Energy issues have always confused me. Growing up I was always told that we’re an island nation built on coal and surrounded by fish.
I always had a tribal instinct that took enormous pride in the courage and resilience of miners and their communities. I always regarded them as the shock troops of any proletarian battle against the forces of reaction.
And yet, while there was always something noble about miners there was a contradiction, how on earth can anyone who supports the cause of workers emancipation conspire to send men into dangerous and unwholesome working conditions? To labour in dark hideous holes often miles underground with the possibility of death or serious injury only a pickaxe stroke away?
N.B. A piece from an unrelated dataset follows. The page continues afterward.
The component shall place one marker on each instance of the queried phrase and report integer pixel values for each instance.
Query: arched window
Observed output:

Yet we need more and more energy, our demand appears insatiable and with the destruction of the mining industry despite millions of tons of good coal underfoot we need to find alternatives.
This always presents me with a range of dilemmas. Nuclear power for years seemed to me to be a reasonable alternative, but events like Three Mile Island, Chernobyl and Japan two years ago have convinced me that maybe nuclear is not all its cracked up to be.
The oil industry is not all that it’s purported to be either, just ask the folk in the Gulf of Mexico whose lives and livelihoods were destroyed by those careless cowboys of multinational oil production-BP!
So we turn to our green friends who preach wind power, solar power and even wave power. Sustainable energy looks good and probably is good but it all seems like too much hard work to me.
Yet according to those clever chaps in the energy business there is a new wonder solution lying even deeper than the coal seams below our feet.
The wonders of fracking!
The possibility of almost anywhere in this country you can sink a well, send some water and sand down under very high pressure and hey ho – gas and oil in royal abundance.
All our problems solved!
Well they may be right, but I’m not convinced that the technology is that good. A minor earth tremor near Morecambe does not convince me that it’s the answer to an energy junkie’s prayer.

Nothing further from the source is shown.